I am trying to use the scorer function for F,P,R calculation on the predictions I got from the Spacy model. Using the below code I load the trained spacy model and the test data (rows of text) to predict the labels.
sp_model = spacy.load('/Folder/CustommodeltrainedinSpacy/')
test_data = pd.read_csv('/data.csv')
data_target = data['Text_column'] #Text column
df = pd.DataFrame(columns =['NAME','TAG'],index=range(0,len(data_target)+1))
for i in range(0,len(data_target)):
doc=sp_model(str(data_target[i]))
for colname in df.columns:
for ent in doc.ents:
if colname == ent.label_:
df[colname][i] = ent.text
I have annotated data for 2 custom labels ‘NAME’, ‘TAG’ and trained the model. The above snippet gives me a dataframe with two columns of the tags with appropriate text which was tagged.
NAME TAG
0 John Author
1 Mike Student
Now that I have the predictions from the trained model, how do I evaluate using the scorer function?
import spacy
from spacy.gold import GoldParse
from spacy.scorer import Scorer
def evaluate(ner_model, examples):
scorer = Scorer()
for input_, annot in examples:
doc_gold_text = sp_model.make_doc(input_) #Here I used my trained model
gold = GoldParse(doc_gold_text, entities=annot['entities'])
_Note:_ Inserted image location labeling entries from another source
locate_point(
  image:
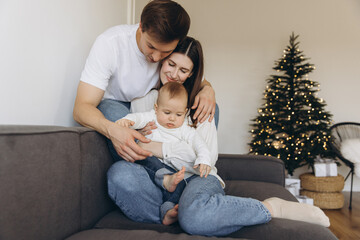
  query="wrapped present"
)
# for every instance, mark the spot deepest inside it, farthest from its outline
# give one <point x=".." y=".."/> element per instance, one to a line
<point x="305" y="199"/>
<point x="325" y="168"/>
<point x="293" y="185"/>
pred_value = sp_model(input_) #trained model on input
scorer.score(pred_value, gold)
return scorer.scores
My test data is just a column of text. But here the ‘for’ loop has ‘input_,annot’ as variables to loop. In the ‘for loop’ where I do the prediction, I already used the below snippet to create the ‘doc’ element.
doc=sp_model(str(data_target[i]))
Also, is it necessary for me to use the ‘GoldParse’ function to get the scores?